George Sherman Lane

from Wikipedia, the free encyclopedia

George Sherman Lane (born September 28, 1902 , † September 18, 1981 in Chapel Hill , North Carolina ) was an American linguist . The main focus of his work was the exploration of Tocharian .

Life

Lane studied from 1922 at the University of Iowa, where he received his first award with the Early English Text Society Prize , and graduated in 1927 with a master's degree in English. Guest studies in Reykjavík , where he learned Sanskrit , and Paris followed. In Chicago he worked on the dictionary of Indo-European synonyms. After completing his dissertation, he moved to the University of North Carolina at Chapel Hill, where he continued to research the Tocharian language, especially the grammar of Tocharian B. In 1952 Lane was elected to the American Academy of Arts and Sciences .
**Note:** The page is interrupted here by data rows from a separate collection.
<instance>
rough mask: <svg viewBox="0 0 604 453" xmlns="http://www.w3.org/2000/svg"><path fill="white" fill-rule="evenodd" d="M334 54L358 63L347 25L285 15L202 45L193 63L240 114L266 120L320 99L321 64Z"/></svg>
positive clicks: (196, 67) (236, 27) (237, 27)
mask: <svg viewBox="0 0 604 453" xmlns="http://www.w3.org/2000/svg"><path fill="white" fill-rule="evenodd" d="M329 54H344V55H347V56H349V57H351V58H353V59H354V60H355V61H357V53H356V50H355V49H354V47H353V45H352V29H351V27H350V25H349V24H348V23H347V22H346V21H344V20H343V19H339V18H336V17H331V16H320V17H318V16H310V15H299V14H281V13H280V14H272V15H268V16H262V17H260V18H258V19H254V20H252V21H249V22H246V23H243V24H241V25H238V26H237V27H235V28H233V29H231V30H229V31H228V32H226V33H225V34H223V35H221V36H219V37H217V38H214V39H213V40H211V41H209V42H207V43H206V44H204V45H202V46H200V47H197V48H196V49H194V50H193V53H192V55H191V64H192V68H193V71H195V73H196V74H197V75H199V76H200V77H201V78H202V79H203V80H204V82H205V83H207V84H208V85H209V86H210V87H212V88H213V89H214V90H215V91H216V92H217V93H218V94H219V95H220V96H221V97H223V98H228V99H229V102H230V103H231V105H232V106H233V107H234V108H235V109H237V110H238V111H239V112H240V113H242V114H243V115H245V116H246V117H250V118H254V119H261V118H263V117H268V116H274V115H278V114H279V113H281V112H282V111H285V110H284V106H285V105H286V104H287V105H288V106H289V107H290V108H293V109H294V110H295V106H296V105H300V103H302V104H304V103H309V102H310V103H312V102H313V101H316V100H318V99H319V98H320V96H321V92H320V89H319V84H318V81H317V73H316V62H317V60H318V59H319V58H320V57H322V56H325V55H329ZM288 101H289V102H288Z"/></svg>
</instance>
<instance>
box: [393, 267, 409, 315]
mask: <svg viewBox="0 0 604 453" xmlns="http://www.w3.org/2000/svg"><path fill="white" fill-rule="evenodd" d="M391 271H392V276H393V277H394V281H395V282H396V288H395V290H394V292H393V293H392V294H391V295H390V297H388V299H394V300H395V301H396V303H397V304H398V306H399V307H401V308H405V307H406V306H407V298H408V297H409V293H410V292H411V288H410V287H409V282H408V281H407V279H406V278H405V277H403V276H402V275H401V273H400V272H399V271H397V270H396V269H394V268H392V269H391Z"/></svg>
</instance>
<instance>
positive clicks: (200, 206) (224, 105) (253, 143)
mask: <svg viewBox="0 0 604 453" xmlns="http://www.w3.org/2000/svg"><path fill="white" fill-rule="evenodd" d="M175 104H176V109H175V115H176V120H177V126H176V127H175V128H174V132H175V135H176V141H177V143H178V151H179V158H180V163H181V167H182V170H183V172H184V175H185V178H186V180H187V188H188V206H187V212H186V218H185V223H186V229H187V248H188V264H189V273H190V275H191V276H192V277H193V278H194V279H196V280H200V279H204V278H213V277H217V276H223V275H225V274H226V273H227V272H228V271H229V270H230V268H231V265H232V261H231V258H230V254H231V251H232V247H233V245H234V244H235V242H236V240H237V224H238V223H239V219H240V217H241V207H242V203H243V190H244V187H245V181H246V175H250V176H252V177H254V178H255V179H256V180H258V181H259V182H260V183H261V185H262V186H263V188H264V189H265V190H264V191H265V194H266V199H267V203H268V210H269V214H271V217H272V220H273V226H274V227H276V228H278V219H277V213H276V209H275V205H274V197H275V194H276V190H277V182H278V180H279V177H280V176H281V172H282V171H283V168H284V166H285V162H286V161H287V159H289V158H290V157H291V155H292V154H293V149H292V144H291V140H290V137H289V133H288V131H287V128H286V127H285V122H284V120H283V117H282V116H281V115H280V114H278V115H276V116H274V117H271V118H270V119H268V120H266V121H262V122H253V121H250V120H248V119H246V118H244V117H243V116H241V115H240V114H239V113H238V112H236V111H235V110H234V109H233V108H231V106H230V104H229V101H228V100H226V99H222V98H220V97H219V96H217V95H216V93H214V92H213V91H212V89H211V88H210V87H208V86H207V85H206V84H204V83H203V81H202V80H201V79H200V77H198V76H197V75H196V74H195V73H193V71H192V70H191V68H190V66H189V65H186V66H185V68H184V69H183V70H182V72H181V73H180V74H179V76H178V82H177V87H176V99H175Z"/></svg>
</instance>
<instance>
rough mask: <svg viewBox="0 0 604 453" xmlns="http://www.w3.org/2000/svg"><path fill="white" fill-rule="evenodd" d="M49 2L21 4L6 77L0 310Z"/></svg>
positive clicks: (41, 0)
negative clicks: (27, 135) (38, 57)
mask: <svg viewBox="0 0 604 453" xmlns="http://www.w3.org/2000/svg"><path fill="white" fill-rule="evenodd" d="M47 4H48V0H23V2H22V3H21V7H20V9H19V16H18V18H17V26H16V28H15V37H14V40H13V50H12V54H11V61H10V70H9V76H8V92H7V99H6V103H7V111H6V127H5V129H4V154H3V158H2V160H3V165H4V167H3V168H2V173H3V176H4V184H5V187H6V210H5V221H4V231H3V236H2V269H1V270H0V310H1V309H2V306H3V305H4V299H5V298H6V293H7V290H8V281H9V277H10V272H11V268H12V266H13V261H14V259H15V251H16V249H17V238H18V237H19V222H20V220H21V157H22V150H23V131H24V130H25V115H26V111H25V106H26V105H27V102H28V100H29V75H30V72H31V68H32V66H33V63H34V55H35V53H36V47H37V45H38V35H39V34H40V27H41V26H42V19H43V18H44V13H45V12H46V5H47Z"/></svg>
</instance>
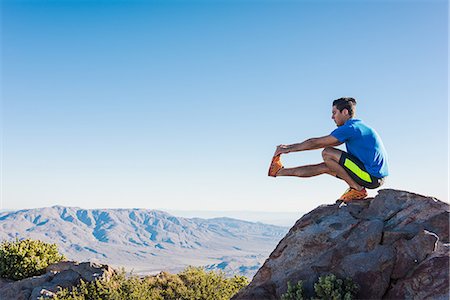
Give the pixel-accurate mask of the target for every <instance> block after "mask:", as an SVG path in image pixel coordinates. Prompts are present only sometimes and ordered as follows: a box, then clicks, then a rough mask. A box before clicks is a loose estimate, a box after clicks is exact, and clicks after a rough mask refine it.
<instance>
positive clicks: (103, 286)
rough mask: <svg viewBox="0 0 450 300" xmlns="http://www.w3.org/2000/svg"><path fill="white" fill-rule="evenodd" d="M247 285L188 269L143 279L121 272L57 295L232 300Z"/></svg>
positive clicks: (98, 297) (80, 298) (241, 279)
mask: <svg viewBox="0 0 450 300" xmlns="http://www.w3.org/2000/svg"><path fill="white" fill-rule="evenodd" d="M247 284H248V280H247V278H246V277H244V276H234V277H232V278H226V277H225V275H224V274H223V273H217V272H213V271H210V272H206V271H205V270H204V269H203V268H200V267H188V268H186V269H185V270H184V271H182V272H181V273H178V274H170V273H167V272H161V273H159V274H158V275H156V276H147V277H144V278H140V277H138V276H136V275H131V276H128V277H127V276H125V271H124V270H122V271H120V272H118V273H117V274H115V275H113V276H112V277H111V278H110V279H109V280H108V281H106V280H97V281H92V282H89V283H86V282H81V284H80V285H79V286H77V287H75V288H73V289H72V290H70V289H64V290H61V291H60V292H58V294H57V297H56V298H55V299H58V300H63V299H64V300H106V299H108V300H119V299H120V300H121V299H130V300H144V299H154V300H183V299H186V300H188V299H189V300H190V299H198V300H201V299H205V300H206V299H217V300H222V299H223V300H225V299H230V298H231V297H232V296H233V295H234V294H236V293H237V292H238V291H239V290H240V289H241V288H243V287H245V286H246V285H247Z"/></svg>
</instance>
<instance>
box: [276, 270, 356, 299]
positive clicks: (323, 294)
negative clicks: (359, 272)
mask: <svg viewBox="0 0 450 300" xmlns="http://www.w3.org/2000/svg"><path fill="white" fill-rule="evenodd" d="M358 289H359V286H358V285H357V284H356V283H354V282H353V280H352V279H351V278H346V279H345V280H342V279H339V278H337V277H336V276H335V275H333V274H330V275H326V276H320V277H319V279H318V281H317V282H316V283H315V284H314V291H315V293H316V295H315V297H313V298H311V299H326V300H352V299H353V298H354V297H355V295H356V293H357V292H358ZM303 292H304V291H303V281H301V280H300V281H299V282H297V284H296V285H294V286H293V285H291V283H290V282H288V289H287V292H286V293H285V294H282V295H281V300H303V299H305V298H304V295H303Z"/></svg>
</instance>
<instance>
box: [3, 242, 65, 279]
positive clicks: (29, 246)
mask: <svg viewBox="0 0 450 300" xmlns="http://www.w3.org/2000/svg"><path fill="white" fill-rule="evenodd" d="M63 259H65V257H64V256H63V255H61V254H59V252H58V246H56V244H48V243H45V242H42V241H39V240H37V241H36V240H30V239H26V240H21V241H19V240H18V239H16V241H14V242H8V241H4V242H2V243H1V244H0V277H3V278H9V279H13V280H20V279H24V278H27V277H31V276H35V275H41V274H43V273H45V268H47V267H48V265H51V264H53V263H56V262H59V261H61V260H63Z"/></svg>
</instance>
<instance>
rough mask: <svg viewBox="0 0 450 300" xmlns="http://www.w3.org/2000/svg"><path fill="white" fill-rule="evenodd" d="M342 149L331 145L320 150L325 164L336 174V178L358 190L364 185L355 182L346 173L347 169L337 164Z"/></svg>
mask: <svg viewBox="0 0 450 300" xmlns="http://www.w3.org/2000/svg"><path fill="white" fill-rule="evenodd" d="M341 155H342V151H341V150H339V149H336V148H332V147H326V148H325V149H323V151H322V157H323V161H324V163H325V164H326V166H327V167H328V168H329V169H330V170H331V171H332V172H333V173H334V174H335V176H337V177H338V178H340V179H342V180H344V181H345V182H347V184H348V185H349V186H350V187H351V188H354V189H356V190H358V191H360V190H362V189H363V188H364V187H363V186H361V185H359V184H358V183H356V182H355V181H354V180H353V178H351V177H350V175H348V173H347V171H345V169H344V168H343V167H342V166H341V165H340V164H339V160H340V158H341Z"/></svg>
His son Eugene N. Lane (1936-2007) became a professor of classical philology.

Works (selection)

  • Words for clothing in the principal Indo-European languages. Diss. Chicago 1930. NDr. 1966 of the 1931 edition
  • Vocabulary to the Tocharian Puṇyavantajātaka. Baltimore 1948
  • Studies in Kuchean grammar. Baltimore 1952

literature

  • Walter W. Arndt: Studies in Historical Linguistics in Honor of George Sherman Lane. Chapel Hill 1967 (with reprints of several essays Lanes)
  • Sidney R. Smith: George Sherman Lane: Biography and Bibliography. In: Harro Stammerjohann: Lexicon Grammaticorum. Tubingen 1996
  • Boyd Davis: George Sherman Lane (1902-1981). In: Language 59/2, 1983, pp. 355 f., Bibliography pp. 357-359

Individual evidence

  1. ^ First Person Singular: Papers from the Conference on an Oral Archive for the History of American Linguistics (Charlotte, NC, 1979), Amsterdam 1980, online pdf, 420 kB, Biographische Notizen, p. 64 ff.